Mas nem tudo é ilegalidade no mundo das moedas digitais. Conforme comentei no começo do texto, a Somalilândia é um case que merece ser estudado. Com inflação e câmbio nas alturas (são necessários 9 mil shilings para comprar USD 1), comprar um produto exige – literalmente – um caminhão de dinheiro. A solução encontrada foi transformar valores em créditos.

Da mesma forma que funcionam as moedas virtuais em games, empresas como a e-Dahab e Zaad transformaram as transações da Somalilândia em uma “troca de créditos”. Para efetuar um pagamento, basta digitar alguns números e um código exclusivo de cada vendedor. Esses números estão escritos por toda a parte – em barracas de rua ou mesmo lojas mais luxuosas da região. Por não usar internet (o sistema funciona como um crédito de celular) e o país ter uma penetração de celulares na casa dos 88% (62% em áreas rurais), o sistema de transferência via celular se popularizou. Isso não acontece só por lá. A onda dos pagamentos online tem invadido países como Tanzânia, Uganda, Gana e Quênia, neste último, quase metade da população usar o M-Pesa, um sistema semelhante ao da Somalilândia e fornecido pela britânica Vodafone.

Agora que já vimos exemplos interessantes na África subsariana, vamos falar das moedas digitais na Suécia. Um país com PIB per capita de 51.599,87 USD (para efeito de comparação, o do Brasil é de 8.649,95 USD) e onde apenas 18% das transações envolvem dinheiro em espécie. Por que a Suécia não parou de usar papel moeda ainda? Além da questão cultural – algumas pessoas ainda preferem a boa e velha moedinha física – e o medo de cibercrimes, existe o fato que turistas e imigrantes podem encontrar dificuldade em operar em uma sociedade sem moeda física.

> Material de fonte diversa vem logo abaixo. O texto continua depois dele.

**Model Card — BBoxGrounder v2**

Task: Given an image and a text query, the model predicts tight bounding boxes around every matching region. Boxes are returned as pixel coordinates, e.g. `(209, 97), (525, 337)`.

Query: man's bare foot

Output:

Afinal, deixamos de lado o papel moeda, mas abrimos espaço para os smartphones e outras tecnologias. Já para países como a Somalilândia, o fim da moeda física tem outro agravante, por terem uma economia fragilizada, os países deixam de usar a própria moeda e passam a usar o dólar, aumentando a dependência em relação ao sistema americano. E isso, no curto, médio ou longo prazo, tem impactos significativos na independência de pequenos países.

Se fosse arriscar uma resposta para a nossa pergunta inicial, eu diria que viveremos sem dinheiro físico um dia. Talvez ele seja uma mistura de criptomoeda e cartão de crédito, mas com regras específicas para câmbio. E você? Qual a sua opinião?